Friday, May 15

Washington, D.C. — The federal agency that oversees Medicare and Med making its most aggressive push yet to kill the paper-based prior authorization process that has long frustrated nursing home operators, residents, and their families.

CMS Administrator Dr. Mehmet Oz announced Tuesday that the agency is expanding its Health Tech Ecosystem to include electronic prior authorization — bringing together EHR vendors, health systems, hospitals, physician practices, digital health developers, and payers under one coordinated effort. The goal is to make electronic prior authorization work end-to-end, on time, for every patient.

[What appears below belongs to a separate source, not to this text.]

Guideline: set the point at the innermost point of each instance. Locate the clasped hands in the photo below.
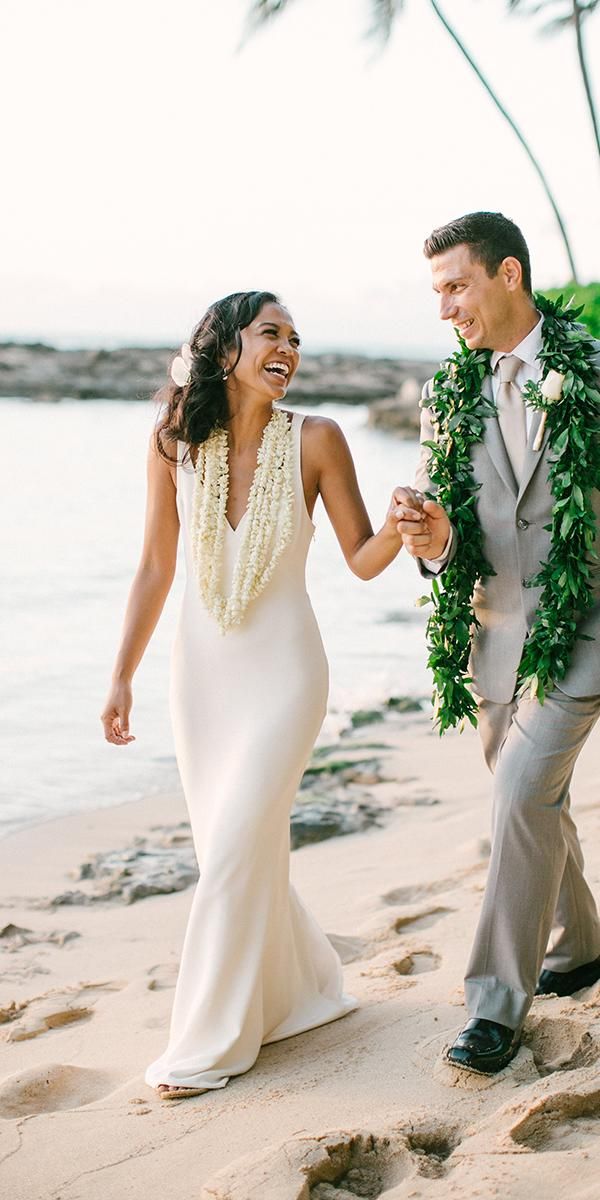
(423, 525)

“A common practice imposed by health insurers on patients and providers is their intrepid need to second-guess clinician treatment decisions by requiring prior authorizations before paying a claim,” Oz said. “The current prior authorization process creates unnecessary delays for patients, burdens health care providers with excessive paperwork, and erodes trust between payers and health care providers.”

Electronic prior authorization interfaces from select payers are set to go live January 1, 2027. CMS projects the shift will save patients, providers, and payers roughly $15 billion over 10 years — with drug prescription reforms to follow in October 2027.

What It Means for Nursing Homes

For skilled nursing facilities, prior authorization has been a persistent source of delays and denied care. Medicare Advantage plans in particular have drawn sharp criticism for requiring approvals that slow admissions and cut short stays — a problem that bipartisan lawmakers have been pushing to fix through legislation.

Tim Ashe, chief clinical officer at EHR company WellSky, called the CMS announcement a meaningful step forward. “Today, prior authorization remains highly manual across much of post-acute care, leading to delays, administrative burden, and unnecessary friction for providers seeking to initiate care quickly,” he said. “These breakdowns are also a leading driver of costly claim denials.”

Ashe added that as hospitals get pulled more directly into the prior authorization process, there’s a real opportunity to shift some of that burden away from post-acute providers — including nursing homes — and better align care transitions.

Industry Cautiously Optimistic

Not everyone is ready to celebrate. LeadingAge, which represents nonprofit aging services providers, supports the direction but raised pointed questions about whether nursing homes will actually benefit.

“Providers are not required to use these tools, and it is not clear from CMS communications whether post-acute care providers, including skilled nursing, will be able to take advantage of these electronic submissions,” said Nicole Fallon, LeadingAge’s vice president of managed care and integrated services.

Fallon also flagged a funding gap: unlike hospitals, post-acute care providers never received meaningful-use dollars to upgrade their technology for health information exchanges. That means many nursing homes may not have the platforms needed to plug into the new system at all.

There’s also a cost concern. Third parties developing digital prior authorization tools for Medicare Advantage plans may charge EHR vendors for access — a move that could add expenses rather than reduce them.

Progress Already Underway

The announcement builds on momentum that’s been building for years. In June 2025, more than 40 providers and major insurers pledged to overhaul the prior authorization process. As of April, health plans had already reduced prior authorization requests by 11% across a range of medical services — cutting 6.5 million requests.

CMS says the new ecosystem-wide coordination is what separates this effort from past attempts. Working groups across all stakeholder sectors will tackle workflow gaps and technical handoffs that no single group can fix alone.

For nursing homes, the question now is whether they’ll have a real seat at the table — or whether this reform, like others before it, will be built around hospitals and leave post-acute care scrambling to catch up.